Calculus of a Single Variable, Chapter 3, 3.3, Section 3.3, Problem 35

Given: f(x)=x^2/(x^2-9)
Find the critical value(s) of the function by setting the first derivative equal to zero and solving for the x value(s).
f'(x)=[(x^2-9)(2x)-(x^2)(2x)]/(x^2-9)^2=0
2x^3-18x-2x^3=0
-18x=0
x=0
A critical value is at 0. Critical values also exist where f(x) is not defined.
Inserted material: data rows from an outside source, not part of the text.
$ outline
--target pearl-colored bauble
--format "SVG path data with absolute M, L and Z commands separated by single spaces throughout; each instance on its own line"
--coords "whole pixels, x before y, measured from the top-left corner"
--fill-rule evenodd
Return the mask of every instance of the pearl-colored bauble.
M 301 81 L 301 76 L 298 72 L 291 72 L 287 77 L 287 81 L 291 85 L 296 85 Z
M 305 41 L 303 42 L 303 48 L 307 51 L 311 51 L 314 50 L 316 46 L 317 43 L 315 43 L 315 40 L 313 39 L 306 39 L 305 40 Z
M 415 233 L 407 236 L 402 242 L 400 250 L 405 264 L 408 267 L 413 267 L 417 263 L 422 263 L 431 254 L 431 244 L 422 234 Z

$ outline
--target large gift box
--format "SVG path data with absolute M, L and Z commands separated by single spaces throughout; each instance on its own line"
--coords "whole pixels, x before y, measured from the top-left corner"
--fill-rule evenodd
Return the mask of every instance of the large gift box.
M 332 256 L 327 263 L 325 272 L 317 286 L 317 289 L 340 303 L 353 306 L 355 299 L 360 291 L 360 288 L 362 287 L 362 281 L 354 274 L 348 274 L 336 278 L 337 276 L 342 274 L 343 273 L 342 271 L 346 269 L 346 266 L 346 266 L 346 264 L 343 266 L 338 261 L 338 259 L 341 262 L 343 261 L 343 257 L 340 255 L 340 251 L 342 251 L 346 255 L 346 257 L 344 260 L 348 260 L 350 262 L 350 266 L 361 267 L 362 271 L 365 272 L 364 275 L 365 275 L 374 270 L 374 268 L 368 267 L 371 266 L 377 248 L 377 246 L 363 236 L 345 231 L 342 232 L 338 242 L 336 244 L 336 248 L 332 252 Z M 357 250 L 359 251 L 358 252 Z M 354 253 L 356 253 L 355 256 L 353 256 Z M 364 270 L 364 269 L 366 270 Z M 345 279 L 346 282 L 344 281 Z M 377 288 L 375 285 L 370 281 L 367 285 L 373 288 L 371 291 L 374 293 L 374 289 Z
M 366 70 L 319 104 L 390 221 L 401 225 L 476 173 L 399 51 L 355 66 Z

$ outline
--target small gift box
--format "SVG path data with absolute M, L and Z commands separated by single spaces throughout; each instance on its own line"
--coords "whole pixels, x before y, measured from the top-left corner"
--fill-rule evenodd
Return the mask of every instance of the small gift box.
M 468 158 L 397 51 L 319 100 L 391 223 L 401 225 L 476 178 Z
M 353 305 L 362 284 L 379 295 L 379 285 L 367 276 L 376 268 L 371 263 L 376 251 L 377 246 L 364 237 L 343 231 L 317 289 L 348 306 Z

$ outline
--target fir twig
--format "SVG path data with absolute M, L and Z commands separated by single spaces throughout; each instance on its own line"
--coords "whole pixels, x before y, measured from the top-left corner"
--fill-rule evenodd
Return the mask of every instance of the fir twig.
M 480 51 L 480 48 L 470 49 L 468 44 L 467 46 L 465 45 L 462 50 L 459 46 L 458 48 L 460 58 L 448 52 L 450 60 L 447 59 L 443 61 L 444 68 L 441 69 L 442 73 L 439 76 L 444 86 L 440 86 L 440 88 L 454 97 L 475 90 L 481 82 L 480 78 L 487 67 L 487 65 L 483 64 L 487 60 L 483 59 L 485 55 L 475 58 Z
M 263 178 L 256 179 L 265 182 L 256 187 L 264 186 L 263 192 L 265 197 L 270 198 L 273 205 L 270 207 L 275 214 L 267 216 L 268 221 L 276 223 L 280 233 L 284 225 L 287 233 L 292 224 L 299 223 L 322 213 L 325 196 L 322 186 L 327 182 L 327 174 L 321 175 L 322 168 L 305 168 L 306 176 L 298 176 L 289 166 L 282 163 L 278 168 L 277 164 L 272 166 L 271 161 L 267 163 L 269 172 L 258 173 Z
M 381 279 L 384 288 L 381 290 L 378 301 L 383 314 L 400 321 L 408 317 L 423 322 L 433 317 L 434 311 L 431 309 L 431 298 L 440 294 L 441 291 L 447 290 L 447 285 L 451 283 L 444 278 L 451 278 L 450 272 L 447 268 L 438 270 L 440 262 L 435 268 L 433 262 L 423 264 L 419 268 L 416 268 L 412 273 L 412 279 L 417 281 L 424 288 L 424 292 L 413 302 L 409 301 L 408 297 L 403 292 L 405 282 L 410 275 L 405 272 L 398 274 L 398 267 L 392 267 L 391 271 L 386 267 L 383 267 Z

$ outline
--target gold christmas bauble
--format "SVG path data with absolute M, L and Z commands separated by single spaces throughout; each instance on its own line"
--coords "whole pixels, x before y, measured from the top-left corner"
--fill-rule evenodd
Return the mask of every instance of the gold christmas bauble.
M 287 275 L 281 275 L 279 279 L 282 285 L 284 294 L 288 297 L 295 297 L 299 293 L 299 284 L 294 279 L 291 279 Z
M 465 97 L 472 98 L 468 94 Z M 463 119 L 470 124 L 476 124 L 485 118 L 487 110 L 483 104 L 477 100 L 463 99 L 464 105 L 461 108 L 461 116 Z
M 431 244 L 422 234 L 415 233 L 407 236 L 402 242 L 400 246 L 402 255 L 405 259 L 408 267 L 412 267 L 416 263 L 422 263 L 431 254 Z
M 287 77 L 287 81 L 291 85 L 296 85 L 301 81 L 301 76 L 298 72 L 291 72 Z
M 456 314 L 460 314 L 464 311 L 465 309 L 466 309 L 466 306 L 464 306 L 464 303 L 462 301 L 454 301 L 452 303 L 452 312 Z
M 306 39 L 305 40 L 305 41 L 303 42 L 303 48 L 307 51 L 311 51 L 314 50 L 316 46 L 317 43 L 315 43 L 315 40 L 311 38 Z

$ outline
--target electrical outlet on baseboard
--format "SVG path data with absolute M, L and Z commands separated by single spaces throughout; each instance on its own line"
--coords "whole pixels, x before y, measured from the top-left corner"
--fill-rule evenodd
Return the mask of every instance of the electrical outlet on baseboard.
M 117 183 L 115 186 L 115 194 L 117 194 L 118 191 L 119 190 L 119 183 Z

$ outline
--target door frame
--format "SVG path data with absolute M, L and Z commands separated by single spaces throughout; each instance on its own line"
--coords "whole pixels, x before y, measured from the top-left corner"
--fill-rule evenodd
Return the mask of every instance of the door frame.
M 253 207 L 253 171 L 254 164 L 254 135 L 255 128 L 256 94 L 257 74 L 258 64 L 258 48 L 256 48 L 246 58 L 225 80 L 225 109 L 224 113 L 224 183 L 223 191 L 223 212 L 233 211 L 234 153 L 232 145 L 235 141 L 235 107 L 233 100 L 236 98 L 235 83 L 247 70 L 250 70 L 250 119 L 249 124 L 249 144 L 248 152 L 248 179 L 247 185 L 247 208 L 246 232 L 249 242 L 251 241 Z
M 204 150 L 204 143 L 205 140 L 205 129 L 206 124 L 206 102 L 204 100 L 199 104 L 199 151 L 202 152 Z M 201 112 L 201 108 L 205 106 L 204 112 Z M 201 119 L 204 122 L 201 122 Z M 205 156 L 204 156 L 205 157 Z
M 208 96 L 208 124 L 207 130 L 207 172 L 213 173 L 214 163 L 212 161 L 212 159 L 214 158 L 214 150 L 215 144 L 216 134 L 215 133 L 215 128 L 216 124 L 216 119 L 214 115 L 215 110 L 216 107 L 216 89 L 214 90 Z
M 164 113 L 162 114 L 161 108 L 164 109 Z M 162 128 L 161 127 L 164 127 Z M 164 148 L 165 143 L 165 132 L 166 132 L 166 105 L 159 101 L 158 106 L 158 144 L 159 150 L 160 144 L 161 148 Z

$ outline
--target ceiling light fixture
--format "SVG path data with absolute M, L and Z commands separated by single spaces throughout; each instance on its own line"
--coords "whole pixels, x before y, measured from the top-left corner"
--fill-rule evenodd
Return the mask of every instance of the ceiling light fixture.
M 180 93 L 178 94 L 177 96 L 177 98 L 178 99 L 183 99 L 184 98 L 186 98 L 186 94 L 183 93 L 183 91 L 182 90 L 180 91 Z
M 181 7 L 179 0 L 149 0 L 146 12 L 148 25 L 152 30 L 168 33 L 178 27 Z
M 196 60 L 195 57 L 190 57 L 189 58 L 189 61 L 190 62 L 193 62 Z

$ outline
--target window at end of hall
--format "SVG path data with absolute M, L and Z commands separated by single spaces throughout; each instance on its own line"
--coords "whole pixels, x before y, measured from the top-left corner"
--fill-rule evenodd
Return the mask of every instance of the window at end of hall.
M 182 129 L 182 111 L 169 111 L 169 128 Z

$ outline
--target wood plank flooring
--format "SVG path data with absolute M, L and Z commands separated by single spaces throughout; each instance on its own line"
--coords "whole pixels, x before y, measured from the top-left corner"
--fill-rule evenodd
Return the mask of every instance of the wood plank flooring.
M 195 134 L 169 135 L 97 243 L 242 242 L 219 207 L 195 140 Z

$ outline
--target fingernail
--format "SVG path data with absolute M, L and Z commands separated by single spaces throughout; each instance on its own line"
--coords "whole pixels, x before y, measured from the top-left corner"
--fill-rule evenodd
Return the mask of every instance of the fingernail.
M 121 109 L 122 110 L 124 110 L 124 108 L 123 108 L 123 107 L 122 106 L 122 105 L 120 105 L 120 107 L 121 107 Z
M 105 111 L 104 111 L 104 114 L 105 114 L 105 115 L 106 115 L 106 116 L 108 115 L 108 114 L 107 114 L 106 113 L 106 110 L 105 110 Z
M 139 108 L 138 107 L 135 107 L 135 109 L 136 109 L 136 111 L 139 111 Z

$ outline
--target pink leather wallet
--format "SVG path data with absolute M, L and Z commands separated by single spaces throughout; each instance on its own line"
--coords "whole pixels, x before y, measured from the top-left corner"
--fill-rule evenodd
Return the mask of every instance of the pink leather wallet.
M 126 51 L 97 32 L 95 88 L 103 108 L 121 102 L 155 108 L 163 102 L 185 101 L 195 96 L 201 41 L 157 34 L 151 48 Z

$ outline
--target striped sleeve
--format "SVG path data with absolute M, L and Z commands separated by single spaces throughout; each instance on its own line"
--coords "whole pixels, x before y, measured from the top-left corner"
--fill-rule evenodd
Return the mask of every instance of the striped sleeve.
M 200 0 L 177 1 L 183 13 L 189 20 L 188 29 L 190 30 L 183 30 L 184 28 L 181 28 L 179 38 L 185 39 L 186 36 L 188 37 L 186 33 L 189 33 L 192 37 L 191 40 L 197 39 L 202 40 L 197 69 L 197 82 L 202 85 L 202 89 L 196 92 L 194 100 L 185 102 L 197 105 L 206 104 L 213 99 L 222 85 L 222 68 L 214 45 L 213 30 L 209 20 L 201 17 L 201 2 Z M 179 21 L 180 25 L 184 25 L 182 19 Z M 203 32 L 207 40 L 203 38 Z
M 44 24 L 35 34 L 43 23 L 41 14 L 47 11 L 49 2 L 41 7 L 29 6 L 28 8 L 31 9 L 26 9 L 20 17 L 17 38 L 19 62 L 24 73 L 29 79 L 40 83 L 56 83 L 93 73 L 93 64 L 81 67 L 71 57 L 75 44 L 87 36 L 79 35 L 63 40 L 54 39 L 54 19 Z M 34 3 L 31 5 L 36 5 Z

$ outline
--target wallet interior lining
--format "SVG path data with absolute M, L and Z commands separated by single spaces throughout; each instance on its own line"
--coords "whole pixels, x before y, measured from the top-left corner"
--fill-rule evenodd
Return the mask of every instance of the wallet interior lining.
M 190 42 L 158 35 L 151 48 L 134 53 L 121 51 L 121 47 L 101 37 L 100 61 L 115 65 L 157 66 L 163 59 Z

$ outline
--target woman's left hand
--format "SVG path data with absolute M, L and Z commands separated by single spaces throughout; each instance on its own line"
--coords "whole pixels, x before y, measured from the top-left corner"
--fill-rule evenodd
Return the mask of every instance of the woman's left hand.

Therefore there are also critical values at 3 and -3.
If f'(x)>0 the function is increasing on the interval.
If f'(x)<0 the function is decreasing on the interval.
Choose a value for x that is less than -3.
f'(-4)=1.469
Choose a value for x that is between -3 and 0.
f'(-2)=1.440
Choose a value for x that is between 0 and 3.
f'(2)=-1.440
Choose a value for x that is greater than 3.
f'(4)=-1.469
The function increases in the interval (-oo,-3).
The function increases in the interval (-3, 0).
The function decreases in the interval (0, 3).
The function decreases in the interval (3, oo).
Because the function changes direction from increasing to decreasing, there is a relative maximum at x=0. The relative maximum occurs at the point (0, 0).